NB_10_nlp notebook may have a memory leak

NVIDIA-SMI 430.50       Driver Version: 430.50       CUDA Version: 10.1 

 0  GeForce GTX 108...  Off  | 00000000:02:00.0 Off |                  N/A |
| 23%   25C    P8     8W / 250W |  10559MiB / 11178MiB |      0%      Default 

  GPU       PID   Type   Process name                             Usage      |
|=============================================================================|
|    0     18141      C   /home/dl/anaconda3/envs/fastai2/bin/python 10547MiB |

After closing NB 10 which cleared memory of GPU
Ran both NB 11 and NB 12

0 GeForce GTX 108… Off | 00000000:02:00.0 Off | N/A |
| 23% 21C P8 8W / 250W | 501MiB / 11178MiB |

In the NB 10 after modifying SentencePieceTrainer.Train input first line by removing the {q}'s
We get a

RuntimeError: CUDA out of memory. Tried to allocate 2.29 GiB (GPU 0; 10.92 GiB total capacity; 7.50 GiB already allocated; 619.44 MiB free; 9.79 GiB reserved in total by PyTorch)

This occurs at

Fine tuning the language model

learn = language_model_learner(
dls_lm, AWD_LSTM, drop_mult=0.3,
metrics=[accuracy, Perplexity()]).to_fp16()

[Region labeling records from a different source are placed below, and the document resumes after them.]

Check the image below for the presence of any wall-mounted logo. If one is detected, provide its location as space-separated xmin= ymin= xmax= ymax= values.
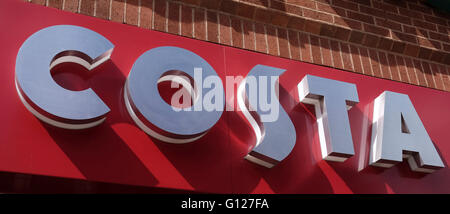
xmin=15 ymin=25 xmax=444 ymax=173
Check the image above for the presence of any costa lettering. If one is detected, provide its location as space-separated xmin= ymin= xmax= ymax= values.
xmin=15 ymin=25 xmax=444 ymax=173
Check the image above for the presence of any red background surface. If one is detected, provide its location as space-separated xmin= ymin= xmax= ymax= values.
xmin=0 ymin=0 xmax=450 ymax=193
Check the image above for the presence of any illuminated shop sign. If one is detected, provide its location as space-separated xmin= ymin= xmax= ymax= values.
xmin=15 ymin=25 xmax=444 ymax=173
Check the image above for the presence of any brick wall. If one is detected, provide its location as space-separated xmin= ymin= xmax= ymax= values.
xmin=24 ymin=0 xmax=450 ymax=91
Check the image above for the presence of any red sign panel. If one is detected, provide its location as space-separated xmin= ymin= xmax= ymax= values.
xmin=0 ymin=1 xmax=450 ymax=193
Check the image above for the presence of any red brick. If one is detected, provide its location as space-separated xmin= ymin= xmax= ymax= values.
xmin=350 ymin=45 xmax=364 ymax=74
xmin=372 ymin=1 xmax=398 ymax=13
xmin=111 ymin=0 xmax=125 ymax=23
xmin=382 ymin=13 xmax=411 ymax=25
xmin=422 ymin=61 xmax=436 ymax=88
xmin=31 ymin=0 xmax=45 ymax=5
xmin=340 ymin=42 xmax=353 ymax=71
xmin=303 ymin=19 xmax=322 ymax=35
xmin=299 ymin=32 xmax=312 ymax=62
xmin=430 ymin=50 xmax=445 ymax=62
xmin=424 ymin=15 xmax=447 ymax=26
xmin=387 ymin=54 xmax=402 ymax=81
xmin=333 ymin=0 xmax=358 ymax=11
xmin=419 ymin=47 xmax=431 ymax=59
xmin=330 ymin=40 xmax=344 ymax=69
xmin=80 ymin=0 xmax=95 ymax=16
xmin=347 ymin=11 xmax=374 ymax=24
xmin=271 ymin=12 xmax=290 ymax=27
xmin=167 ymin=2 xmax=180 ymax=34
xmin=334 ymin=16 xmax=362 ymax=30
xmin=219 ymin=13 xmax=231 ymax=45
xmin=442 ymin=43 xmax=450 ymax=52
xmin=417 ymin=37 xmax=442 ymax=49
xmin=309 ymin=35 xmax=322 ymax=64
xmin=368 ymin=49 xmax=383 ymax=77
xmin=253 ymin=8 xmax=272 ymax=23
xmin=430 ymin=63 xmax=445 ymax=90
xmin=287 ymin=17 xmax=305 ymax=30
xmin=378 ymin=51 xmax=393 ymax=79
xmin=429 ymin=31 xmax=450 ymax=43
xmin=178 ymin=0 xmax=201 ymax=6
xmin=231 ymin=16 xmax=243 ymax=48
xmin=241 ymin=0 xmax=270 ymax=7
xmin=383 ymin=0 xmax=407 ymax=8
xmin=181 ymin=5 xmax=194 ymax=37
xmin=269 ymin=0 xmax=286 ymax=11
xmin=413 ymin=19 xmax=437 ymax=31
xmin=403 ymin=57 xmax=419 ymax=85
xmin=48 ymin=0 xmax=63 ymax=9
xmin=398 ymin=7 xmax=424 ymax=19
xmin=348 ymin=31 xmax=366 ymax=44
xmin=255 ymin=23 xmax=267 ymax=53
xmin=334 ymin=27 xmax=351 ymax=41
xmin=125 ymin=0 xmax=139 ymax=26
xmin=413 ymin=59 xmax=428 ymax=87
xmin=317 ymin=2 xmax=345 ymax=16
xmin=63 ymin=0 xmax=78 ymax=12
xmin=375 ymin=18 xmax=402 ymax=31
xmin=236 ymin=3 xmax=255 ymax=19
xmin=200 ymin=0 xmax=222 ymax=10
xmin=220 ymin=0 xmax=239 ymax=15
xmin=288 ymin=30 xmax=300 ymax=60
xmin=377 ymin=38 xmax=394 ymax=51
xmin=404 ymin=44 xmax=420 ymax=57
xmin=320 ymin=38 xmax=333 ymax=67
xmin=392 ymin=31 xmax=417 ymax=44
xmin=277 ymin=28 xmax=291 ymax=58
xmin=282 ymin=0 xmax=316 ymax=9
xmin=266 ymin=25 xmax=278 ymax=56
xmin=320 ymin=24 xmax=338 ymax=38
xmin=364 ymin=24 xmax=389 ymax=36
xmin=95 ymin=0 xmax=111 ymax=19
xmin=403 ymin=25 xmax=429 ymax=38
xmin=285 ymin=4 xmax=303 ymax=16
xmin=303 ymin=9 xmax=333 ymax=23
xmin=362 ymin=34 xmax=380 ymax=48
xmin=438 ymin=25 xmax=450 ymax=34
xmin=207 ymin=11 xmax=219 ymax=43
xmin=194 ymin=8 xmax=206 ymax=40
xmin=395 ymin=55 xmax=410 ymax=83
xmin=391 ymin=41 xmax=406 ymax=54
xmin=243 ymin=20 xmax=255 ymax=50
xmin=408 ymin=3 xmax=433 ymax=14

learn.fit_one_cycle(1, 2e-2)

epoch train_loss valid_loss accuracy perplexity time
0 20413316.000000 00:01


RuntimeError Traceback (most recent call last)
in
----> 1 learn.fit_one_cycle(1, 2e-2)

~/fastai-2020/fastai2/fastai2/callback/schedule.py in fit_one_cycle(self, n_epoch, lr_max, div, div_final, pct_start, wd, moms, cbs, reset_opt)
110 scheds = {‘lr’: combined_cos(pct_start, lr_max/div, lr_max, lr_max/div_final),
111 ‘mom’: combined_cos(pct_start, *(self.moms if moms is None else moms))}
–> 112 self.fit(n_epoch, cbs=ParamScheduler(scheds)+L(cbs), reset_opt=reset_opt, wd=wd)
113
114 # Cell

~/fastai-2020/fastai2/fastai2/learner.py in fit(self, n_epoch, lr, wd, cbs, reset_opt)
188 try:
189 self.epoch=epoch; self(‘begin_epoch’)
–> 190 self._do_epoch_train()
191 self._do_epoch_validate()
192 except CancelEpochException: self(‘after_cancel_epoch’)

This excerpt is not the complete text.